Listagg vs summing non-numeric columns


I am used to doing a calculation in the old Briquery like the following.
In this example, the text fields can be summed
and then later the duplicates can be removed. What is left is one record for Stock_Code and one Manufacturers and PN’s.

I would like to do a similar process In Toad Data Point. Unfortunately, the LISTAGG information is very difficult to understand.
I am not sure if I should do that in the initial query, adding a new column or in the transform/cleanse section.
Here are the same records in TDP version 6.2.

I anyone could steer me in the right direction, I would certainly appreciate it as this is a necessary process.


TDP doesn't have ListAgg() functions in its library for all database platforms, so it's probably best to use the database's specific ListAgg() or StringAgg() functions in the original query itself.

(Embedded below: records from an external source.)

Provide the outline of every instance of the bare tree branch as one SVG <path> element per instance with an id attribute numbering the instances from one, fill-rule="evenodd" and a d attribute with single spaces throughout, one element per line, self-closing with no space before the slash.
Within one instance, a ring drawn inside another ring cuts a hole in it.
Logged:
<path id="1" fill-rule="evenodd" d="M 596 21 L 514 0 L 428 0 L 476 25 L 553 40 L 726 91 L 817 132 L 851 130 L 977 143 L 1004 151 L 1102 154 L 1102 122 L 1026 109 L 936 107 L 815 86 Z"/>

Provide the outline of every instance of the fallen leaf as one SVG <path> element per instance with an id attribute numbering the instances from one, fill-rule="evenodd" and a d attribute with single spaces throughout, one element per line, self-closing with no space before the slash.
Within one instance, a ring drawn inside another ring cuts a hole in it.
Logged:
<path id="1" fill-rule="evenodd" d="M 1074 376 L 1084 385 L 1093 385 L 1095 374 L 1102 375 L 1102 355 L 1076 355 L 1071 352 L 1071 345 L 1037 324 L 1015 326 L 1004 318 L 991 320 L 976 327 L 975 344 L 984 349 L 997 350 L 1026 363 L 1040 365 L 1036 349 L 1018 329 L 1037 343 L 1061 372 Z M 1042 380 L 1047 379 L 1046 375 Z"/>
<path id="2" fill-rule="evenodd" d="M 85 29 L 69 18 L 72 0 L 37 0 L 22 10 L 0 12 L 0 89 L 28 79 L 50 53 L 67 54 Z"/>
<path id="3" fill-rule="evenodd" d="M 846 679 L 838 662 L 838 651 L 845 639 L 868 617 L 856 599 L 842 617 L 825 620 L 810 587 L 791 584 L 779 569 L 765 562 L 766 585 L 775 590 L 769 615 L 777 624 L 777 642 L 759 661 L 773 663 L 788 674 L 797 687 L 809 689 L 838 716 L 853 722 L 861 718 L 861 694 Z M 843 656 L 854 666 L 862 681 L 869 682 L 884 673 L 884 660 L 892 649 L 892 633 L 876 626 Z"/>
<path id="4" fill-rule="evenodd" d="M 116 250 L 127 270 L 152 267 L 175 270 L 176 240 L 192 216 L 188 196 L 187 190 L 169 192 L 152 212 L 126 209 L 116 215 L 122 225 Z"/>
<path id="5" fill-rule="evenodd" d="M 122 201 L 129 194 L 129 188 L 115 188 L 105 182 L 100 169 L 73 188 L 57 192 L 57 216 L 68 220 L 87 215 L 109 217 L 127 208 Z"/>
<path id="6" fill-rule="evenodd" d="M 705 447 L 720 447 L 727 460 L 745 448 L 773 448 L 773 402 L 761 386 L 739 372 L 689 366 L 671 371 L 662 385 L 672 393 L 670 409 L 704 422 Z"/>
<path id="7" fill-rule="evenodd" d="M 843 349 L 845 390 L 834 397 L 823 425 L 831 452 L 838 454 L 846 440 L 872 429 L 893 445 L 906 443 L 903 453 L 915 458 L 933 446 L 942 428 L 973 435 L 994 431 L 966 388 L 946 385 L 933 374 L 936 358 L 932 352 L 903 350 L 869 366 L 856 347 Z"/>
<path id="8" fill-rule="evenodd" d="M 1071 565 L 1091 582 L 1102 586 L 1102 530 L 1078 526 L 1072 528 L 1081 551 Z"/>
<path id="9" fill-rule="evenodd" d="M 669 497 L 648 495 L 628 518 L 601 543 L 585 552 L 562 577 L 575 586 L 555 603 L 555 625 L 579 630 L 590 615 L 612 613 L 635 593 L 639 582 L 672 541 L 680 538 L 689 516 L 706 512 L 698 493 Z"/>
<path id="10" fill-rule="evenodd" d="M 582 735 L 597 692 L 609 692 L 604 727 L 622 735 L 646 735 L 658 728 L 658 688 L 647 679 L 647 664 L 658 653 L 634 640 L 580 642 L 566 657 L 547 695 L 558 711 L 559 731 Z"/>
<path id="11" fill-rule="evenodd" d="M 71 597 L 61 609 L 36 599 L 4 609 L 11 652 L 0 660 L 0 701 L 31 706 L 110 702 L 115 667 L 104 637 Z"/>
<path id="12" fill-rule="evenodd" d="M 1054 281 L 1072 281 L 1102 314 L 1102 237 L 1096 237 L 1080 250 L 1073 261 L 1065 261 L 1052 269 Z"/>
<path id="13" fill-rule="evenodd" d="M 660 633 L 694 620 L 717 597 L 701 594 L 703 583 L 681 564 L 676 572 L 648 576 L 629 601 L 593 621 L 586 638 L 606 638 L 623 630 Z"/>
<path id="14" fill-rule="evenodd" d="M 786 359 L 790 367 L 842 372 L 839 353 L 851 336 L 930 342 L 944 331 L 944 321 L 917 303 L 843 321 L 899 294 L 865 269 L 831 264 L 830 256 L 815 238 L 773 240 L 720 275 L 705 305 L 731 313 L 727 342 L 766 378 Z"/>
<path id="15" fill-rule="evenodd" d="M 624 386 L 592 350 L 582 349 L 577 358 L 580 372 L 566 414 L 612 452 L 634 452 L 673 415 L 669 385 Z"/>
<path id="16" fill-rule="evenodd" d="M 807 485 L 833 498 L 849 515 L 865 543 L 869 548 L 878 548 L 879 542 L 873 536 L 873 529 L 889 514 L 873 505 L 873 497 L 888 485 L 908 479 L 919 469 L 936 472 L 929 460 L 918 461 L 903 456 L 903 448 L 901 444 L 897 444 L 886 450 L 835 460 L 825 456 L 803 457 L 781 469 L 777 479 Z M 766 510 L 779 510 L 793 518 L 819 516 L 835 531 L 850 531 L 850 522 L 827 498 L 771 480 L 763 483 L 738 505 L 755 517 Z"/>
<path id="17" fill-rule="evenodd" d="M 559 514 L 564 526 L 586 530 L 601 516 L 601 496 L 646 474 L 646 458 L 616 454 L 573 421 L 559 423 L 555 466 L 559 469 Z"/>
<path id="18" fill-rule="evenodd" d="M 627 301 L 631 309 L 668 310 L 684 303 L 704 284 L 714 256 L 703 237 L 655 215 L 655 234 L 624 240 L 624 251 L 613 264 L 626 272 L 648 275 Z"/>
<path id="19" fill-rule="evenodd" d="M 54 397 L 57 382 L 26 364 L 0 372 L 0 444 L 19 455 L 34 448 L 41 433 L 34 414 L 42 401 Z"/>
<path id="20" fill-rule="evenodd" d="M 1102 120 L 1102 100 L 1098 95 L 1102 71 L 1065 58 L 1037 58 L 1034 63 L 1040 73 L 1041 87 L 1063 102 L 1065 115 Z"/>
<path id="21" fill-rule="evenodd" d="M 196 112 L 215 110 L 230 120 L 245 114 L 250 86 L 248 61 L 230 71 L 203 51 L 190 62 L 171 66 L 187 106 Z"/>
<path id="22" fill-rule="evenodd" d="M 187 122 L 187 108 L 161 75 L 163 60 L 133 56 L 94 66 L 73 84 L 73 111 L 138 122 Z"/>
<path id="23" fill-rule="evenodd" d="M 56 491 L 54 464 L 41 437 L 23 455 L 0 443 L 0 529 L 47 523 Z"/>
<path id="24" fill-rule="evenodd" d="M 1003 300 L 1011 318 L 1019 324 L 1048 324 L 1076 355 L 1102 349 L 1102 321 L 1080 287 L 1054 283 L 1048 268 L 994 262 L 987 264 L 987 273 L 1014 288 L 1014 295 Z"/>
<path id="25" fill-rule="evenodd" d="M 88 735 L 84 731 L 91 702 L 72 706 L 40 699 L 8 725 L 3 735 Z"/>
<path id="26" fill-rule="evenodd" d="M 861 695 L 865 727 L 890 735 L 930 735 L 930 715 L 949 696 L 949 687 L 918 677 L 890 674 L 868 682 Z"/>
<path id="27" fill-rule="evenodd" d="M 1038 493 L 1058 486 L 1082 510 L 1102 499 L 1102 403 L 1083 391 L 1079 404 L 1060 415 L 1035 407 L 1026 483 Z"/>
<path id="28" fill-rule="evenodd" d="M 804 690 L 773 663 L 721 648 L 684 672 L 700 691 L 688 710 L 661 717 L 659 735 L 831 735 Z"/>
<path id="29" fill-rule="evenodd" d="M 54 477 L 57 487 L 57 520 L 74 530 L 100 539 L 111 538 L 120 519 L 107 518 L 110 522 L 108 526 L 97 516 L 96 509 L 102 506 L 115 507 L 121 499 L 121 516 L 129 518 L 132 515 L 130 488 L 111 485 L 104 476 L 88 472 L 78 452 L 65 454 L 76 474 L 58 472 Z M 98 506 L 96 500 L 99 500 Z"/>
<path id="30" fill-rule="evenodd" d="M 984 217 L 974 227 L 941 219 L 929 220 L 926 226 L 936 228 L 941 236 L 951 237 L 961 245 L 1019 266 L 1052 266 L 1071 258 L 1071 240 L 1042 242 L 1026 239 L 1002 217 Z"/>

You didn't mention which database you're doing this on, but the snap below shows a simple example using the ListAgg() function for an Oracle table. I used a table I already had vs. setting up a new table like yours, but it's easy to see that

  • My "regnum" column relates to your "StockCode" column,
  • My "regstate" column relates to your "mfrpn" column, and
  • My "state_stacked" column relates to your desired output column "Manufacturers andPN's" column

Note that I used commas (vs. spaces between) to separate the different values in the stacked output, and it's probably important that you sort your listagg'd output by the column that you're aggregating ("regstate" in my case... "mfrpn" in your case)... otherwise, you may not find duplicated aggregations even when the list contains the exact same values.

Hope this helps.

I personally find Toad Workbook easier for re-creating the Brio\Hyperion queries, but basically same as what Gary suggested.

This example is SQL specific, but create a calculated field for the field you want agg'd together:

Then add a 'Group By:

Final Results:


I finally got to try your soultion out and it worked quite well for the Oracle database.